Secondary Outcome Measures:
  • Proportion of subjects who achieve undetectable HCV RNA 24 weeks after the last planned dose of study drug (SVR24) [ Time Frame: 24 weeks after the last planned dose of study drug ] [ Designated as safety issue: No ]
  • Proportion of subjects who achieve undetectable HCV RNA at Week 4 (rapid viral response [RVR]), Week 4 and Week 12 (extended rapid viral response [eRVR]), and planned End of Treatment (EOT) [ Time Frame: up to 48 Weeks ] [ Designated as safety issue: No ]
  • Safety as assessed by AEs, clinical laboratory results, HIV RNA assessments, CD4 counts, 12 lead electrocardiograms (ECGs), and vital signs [ Time Frame: up to 52 Weeks ] [ Designated as safety issue: Yes ]
  • PK of telaprevir, Peg IFN, RBV, and pre-defined HAART medications [ Time Frame: up to 52 Weeks ] [ Designated as safety issue: No ]
  • Amino acid sequence of the HCV NS3•4A protease region [ Time Frame: up to 96 Weeks ] [ Designated as safety issue: No ]

Enrollment: 185
Study Start Date: January 2012
Study Completion Date: February 2014
Primary Completion Date: February 2014 (Final data collection date for primary outcome measure)
Arms Assigned Interventions
Experimental: Relapsers and Naives (eRVR+)
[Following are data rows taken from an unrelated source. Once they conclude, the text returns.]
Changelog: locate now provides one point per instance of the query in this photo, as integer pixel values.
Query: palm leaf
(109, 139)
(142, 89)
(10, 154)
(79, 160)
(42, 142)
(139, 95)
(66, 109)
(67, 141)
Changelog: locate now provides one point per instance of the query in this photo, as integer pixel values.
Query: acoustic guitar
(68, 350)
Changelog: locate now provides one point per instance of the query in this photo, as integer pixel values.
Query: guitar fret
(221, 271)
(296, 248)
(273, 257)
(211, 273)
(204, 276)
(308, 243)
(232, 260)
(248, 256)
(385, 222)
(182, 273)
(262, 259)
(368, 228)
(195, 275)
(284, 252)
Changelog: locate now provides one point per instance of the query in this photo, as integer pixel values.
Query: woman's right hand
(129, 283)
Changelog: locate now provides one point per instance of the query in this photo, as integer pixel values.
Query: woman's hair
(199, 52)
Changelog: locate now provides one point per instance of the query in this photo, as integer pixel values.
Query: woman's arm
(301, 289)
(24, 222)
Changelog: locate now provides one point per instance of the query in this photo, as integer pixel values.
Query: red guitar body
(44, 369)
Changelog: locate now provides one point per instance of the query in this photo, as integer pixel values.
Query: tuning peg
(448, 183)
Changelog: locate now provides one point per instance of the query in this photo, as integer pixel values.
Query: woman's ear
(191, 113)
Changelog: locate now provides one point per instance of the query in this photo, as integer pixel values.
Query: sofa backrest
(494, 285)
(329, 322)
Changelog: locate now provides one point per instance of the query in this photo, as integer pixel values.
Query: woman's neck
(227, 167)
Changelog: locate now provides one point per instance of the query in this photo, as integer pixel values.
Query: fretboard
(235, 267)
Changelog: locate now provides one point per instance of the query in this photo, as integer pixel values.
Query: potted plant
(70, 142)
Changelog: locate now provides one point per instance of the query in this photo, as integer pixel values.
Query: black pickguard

Telaprevir + Peg-IFN-alfa-2a + RBV for 12 weeks followed by Peg-IFN-alfa-2a + RBV for 12 weeks

eRVR+: undetectable HCV RNA at Weeks 4 and 12

Drug: Telaprevir
1125 mg bid or 1125 mg tid (with efavirenz based regimens)for 12 weeks.
Drug: Ribavirin
800 mg/day for 24 or 48 weeks.
Biological: peginterferon alfa-2a
180 mcg/week for 24 or 48 weeks
Experimental: Relapsers and Naives (eRVR-)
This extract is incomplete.